Benton D Struckcheon

(2,347 posts)
9. Addendum:
Tue Mar 25, 2014, 05:32 PM
Mar 2014

An excellent explanation of the dollar's reserve status and why it will stick around for a long time, regardless of what happens with oil trading:

http://www.forbes.com/sites/billconerly/2013/10/25/future-of-the-dollar-as-world-reserve-currency/

It's amazing how tough it is to find an economically literate article on the subject.

 

LittleBlue

(10,362 posts)
6. Putin looks to Asia as West threatens to isolate Russia
Tue Mar 25, 2014, 03:07 PM
Mar 2014
Forcing home the symbolism of his trip, Igor Sechin gathered media in Tokyo the next day to warn Western governments that more sanctions over Moscow's seizure of the Black Sea peninsula from Ukraine would be counter-productive.

The underlying message from the head of Russia's biggest oil company, Rosneft, was clear: If Europe and the United States isolate Russia, Moscow will look East for new business, energy deals, military contracts and political alliances.

The Holy Grail for Moscow is a natural gas supply deal with China that is apparently now close after years of negotiations. If it can be signed when Putin visits China in May, he will be able to hold it up to show that global power has shifted eastwards and he does not need the West.

"The worse Russia's relations are with the West, the closer Russia will want to be to China. If China supports you, no one can say you're isolated," said Vasily Kashin, a China expert at the Analysis of Strategies and Technologies (CAST) think thank.

http://www.reuters.com/article/2014/03/21/us-ukraine-crisis-russia-insight-idUSBREA2K07S20140321


Russian Oil Seen Heading East Not West in Crimea Spat


The Crimean crisis is poised to reshape the politics of oil by accelerating Russia’s drive to send more barrels to China, leaving Europe with pricier imports and boosting U.S. dependence on fuel from the Middle East.

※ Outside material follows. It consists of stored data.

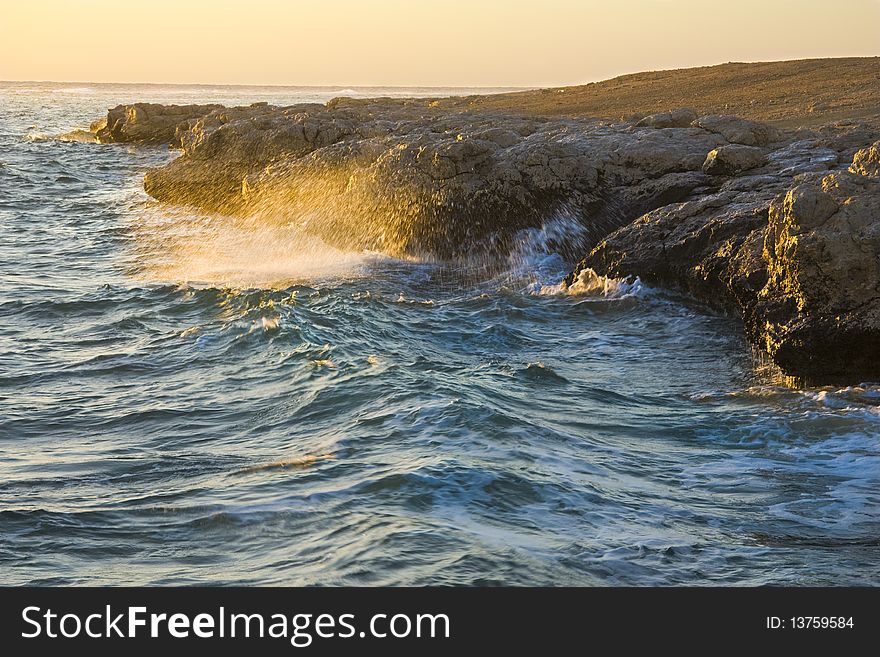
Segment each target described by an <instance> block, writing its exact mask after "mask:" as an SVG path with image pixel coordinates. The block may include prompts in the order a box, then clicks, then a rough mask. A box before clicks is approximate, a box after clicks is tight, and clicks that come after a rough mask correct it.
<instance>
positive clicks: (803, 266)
mask: <svg viewBox="0 0 880 657" xmlns="http://www.w3.org/2000/svg"><path fill="white" fill-rule="evenodd" d="M93 131H94V133H95V135H96V140H97V141H99V142H102V143H112V142H129V143H152V144H163V143H167V144H169V145H171V146H172V147H174V148H178V149H181V151H182V152H181V155H180V156H179V157H178V158H176V159H175V160H173V161H172V162H170V163H169V164H167V165H166V166H164V167H160V168H158V169H154V170H152V171H150V172H148V173H147V175H146V177H145V180H144V187H145V189H146V191H147V192H148V193H149V194H150V195H151V196H153V197H154V198H156V199H158V200H160V201H165V202H169V203H175V204H185V205H192V206H196V207H198V208H201V209H204V210H209V211H216V212H221V213H226V214H247V215H251V214H259V215H263V216H265V217H266V218H270V219H271V218H272V217H278V218H279V220H281V219H283V220H285V221H290V220H296V221H299V222H300V223H301V225H302V226H303V227H304V228H305V229H306V230H308V231H310V232H313V233H314V234H317V235H318V236H320V237H321V238H322V239H324V240H325V241H327V242H328V243H330V244H333V245H334V246H338V247H341V248H347V249H372V250H378V251H384V252H386V253H389V254H392V255H413V256H430V257H436V258H443V259H450V258H465V257H473V256H475V255H476V256H479V255H480V254H481V253H485V252H486V251H493V252H497V251H503V250H505V249H506V248H507V246H508V245H509V244H510V243H511V241H512V240H513V239H514V237H515V235H516V234H517V232H518V231H520V230H522V229H524V228H533V227H540V226H541V225H543V224H544V223H545V222H546V221H548V220H550V219H552V218H554V217H557V216H560V215H565V216H566V217H570V218H574V219H576V220H578V221H580V222H581V223H582V224H583V226H584V227H585V229H586V231H585V235H586V238H585V239H584V238H582V239H579V240H575V241H572V242H571V243H569V244H564V245H562V247H563V248H564V250H566V251H567V255H569V256H570V257H572V259H576V258H581V257H582V260H581V261H580V264H579V265H578V267H577V268H576V270H575V271H574V272H573V273H572V274H571V276H569V278H568V279H567V281H566V283H567V284H569V285H571V284H572V283H573V282H574V281H576V280H577V279H578V278H579V277H580V276H582V275H586V274H587V270H591V271H595V272H597V273H599V274H602V275H607V276H614V277H627V276H638V277H640V278H641V279H642V280H643V281H645V282H646V283H648V284H651V285H656V286H665V287H673V288H677V289H681V290H684V291H686V292H687V293H689V294H690V295H692V296H693V297H695V298H697V299H699V300H702V301H704V302H706V303H709V304H711V305H712V306H714V307H717V308H722V309H725V310H727V311H731V312H736V313H738V314H740V315H741V316H742V318H743V320H744V325H745V328H746V331H747V334H748V336H749V339H750V340H751V342H752V343H753V344H754V345H755V346H756V347H757V348H759V349H760V350H762V351H764V352H766V353H767V354H768V355H769V357H770V358H771V359H772V360H773V361H774V362H775V363H776V364H777V365H779V367H780V368H781V369H782V371H783V372H784V373H786V374H787V375H790V376H794V377H801V378H805V379H807V380H810V381H815V382H822V381H831V380H835V381H839V380H845V381H848V382H850V383H858V382H859V381H863V380H868V379H872V378H873V379H876V378H880V141H878V140H880V127H878V123H877V122H872V121H865V120H838V121H836V122H834V123H831V124H828V125H824V126H816V127H812V128H809V129H807V128H791V127H778V126H773V125H770V124H767V123H762V122H758V121H753V120H749V119H745V118H740V117H736V116H729V115H721V114H709V115H702V116H699V115H697V113H696V112H694V111H692V110H690V109H683V108H679V109H669V110H667V111H663V112H656V113H653V114H649V115H647V116H645V115H635V116H631V117H628V118H627V119H626V120H619V121H607V120H598V119H594V118H587V117H580V118H579V117H558V116H556V117H551V116H543V115H535V114H529V113H524V112H518V111H516V107H515V106H512V107H511V108H510V109H508V110H504V111H502V110H499V109H498V108H497V107H493V108H492V109H491V110H490V111H487V110H480V109H468V108H467V106H463V107H462V106H451V107H446V106H444V104H443V103H442V102H440V101H436V100H424V99H421V100H420V99H411V100H390V99H373V100H351V99H345V98H339V99H335V100H333V101H331V102H329V103H327V104H326V105H319V104H304V105H296V106H291V107H272V106H268V105H265V104H256V105H252V106H249V107H235V108H226V107H220V106H217V105H190V106H163V105H149V104H133V105H127V106H119V107H116V108H113V109H111V110H110V111H109V112H108V116H107V118H106V120H104V121H101V122H98V123H96V124H95V125H93ZM591 247H592V248H591ZM585 252H588V253H587V255H586V257H583V255H584V253H585Z"/></svg>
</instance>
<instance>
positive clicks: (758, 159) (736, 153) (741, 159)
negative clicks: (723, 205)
mask: <svg viewBox="0 0 880 657" xmlns="http://www.w3.org/2000/svg"><path fill="white" fill-rule="evenodd" d="M766 162H767V156H766V155H765V154H764V151H762V150H761V149H760V148H755V147H754V146H742V145H740V144H728V145H727V146H720V147H719V148H715V149H713V150H711V151H709V154H708V155H707V156H706V161H705V162H703V173H708V174H710V175H713V176H733V175H736V174H738V173H742V172H743V171H748V170H750V169H755V168H757V167H760V166H763V165H764V164H765V163H766Z"/></svg>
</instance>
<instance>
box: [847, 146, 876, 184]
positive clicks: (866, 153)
mask: <svg viewBox="0 0 880 657" xmlns="http://www.w3.org/2000/svg"><path fill="white" fill-rule="evenodd" d="M849 170H850V171H852V172H853V173H860V174H862V175H863V176H880V141H876V142H874V143H873V144H872V145H871V146H869V147H868V148H863V149H861V150H859V151H856V154H855V155H854V156H853V163H852V166H851V167H850V168H849Z"/></svg>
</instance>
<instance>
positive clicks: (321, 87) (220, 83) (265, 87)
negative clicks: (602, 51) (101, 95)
mask: <svg viewBox="0 0 880 657" xmlns="http://www.w3.org/2000/svg"><path fill="white" fill-rule="evenodd" d="M844 59H880V54H878V55H838V56H834V57H800V58H794V59H790V58H786V59H761V60H756V61H742V60H730V61H726V62H716V63H714V64H699V65H696V66H678V67H673V68H656V69H642V70H637V71H628V72H624V73H619V74H617V75H613V76H611V77H603V78H598V79H593V80H582V81H579V82H572V83H550V84H537V85H528V84H526V85H499V84H486V85H480V84H465V85H454V84H281V83H245V82H139V81H125V82H121V81H118V80H117V81H100V82H99V81H88V80H32V79H18V80H0V84H4V83H32V84H92V85H140V86H157V87H158V86H161V87H248V88H254V87H259V88H278V89H292V88H298V89H302V88H307V89H504V90H511V91H528V90H534V89H555V88H565V87H577V86H584V85H588V84H595V83H597V82H605V81H608V80H615V79H617V78H621V77H626V76H629V75H640V74H643V73H659V72H667V71H685V70H689V69H700V68H714V67H718V66H727V65H730V64H780V63H786V62H810V61H827V60H844Z"/></svg>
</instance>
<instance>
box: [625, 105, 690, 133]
mask: <svg viewBox="0 0 880 657" xmlns="http://www.w3.org/2000/svg"><path fill="white" fill-rule="evenodd" d="M696 118H697V113H696V112H694V111H693V110H691V109H677V110H672V111H671V112H659V113H657V114H649V115H648V116H646V117H643V118H641V119H640V120H639V121H638V122H637V123H636V125H637V126H639V127H650V128H686V127H688V126H689V125H690V124H691V123H692V122H693V121H694V120H695V119H696Z"/></svg>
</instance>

China already has agreed to buy more than $350 billion of Russian crude in coming years from the government of President Vladimir Putin. The ties are likely to deepen as the U.S. and Europe levy sanctions against Russia as punishment for the invasion of Ukraine.

Such shifts will be hard to overcome. Europe, which gets about 30 percent of its natural gas from Russia, has few viable immediate alternatives. The U.S., even after the shale boom, must import 40 percent of its crude oil, 10.6 million barrels a day that leaves the country vulnerable to global markets.

The alternatives to Russia also carry significant financial, environmental and geological challenges. Canada’s oil sands pollute more than most traditional alternatives, while Poland’s promising shale fields have yet to be unlocked. The biggest oil finds of the past decade are trapped under the miles-deep waters offshore Brazil and West Africa.

http://www.bloomberg.com/news/2014-03-25/russian-oil-seen-heading-east-not-west-in-crimea-spat.html

This is now an implied threat from Russia. The more we try to sanction them, the more their trade will fall into Chinese hands.

I predicted this earlier this month. The Chinese always try to turn western conflicts to their advantage.

The pipeline deal looks to be signed early this year when Putin visits Beijing.

Benton D Struckcheon

(2,347 posts)
7. Kind of an obvious thing to do.
Tue Mar 25, 2014, 03:46 PM
Mar 2014

They were planning that anyway. 2018 is when that would start, if all goes according to plan.
It still wouldn't replace Europe as a customer if push really came to shove. I doubt it ever would come to an extreme situation, but everyone is positioning now in ways they weren't really thinking about just a month ago.
The ending of that first sentence in the Bloomberg story is not quite true. We barely import much from Russia now, so them moving from Europe to China wouldn't increase our dependence on the Middle East. Europe's would increase, but not us.
The only direct effect if things really got bad is that Exxon would be forced to cancel its deal for drilling in the Arctic with Rosneft. I have a hard time feeling bad about that.
As I pointed out before, the real problem for Russia will be in the value of the ruble, which would fall sharply; if 75% of your FDI goes away, that will cause your currency to seriously wobble. That would be true regardless of who buys their energy.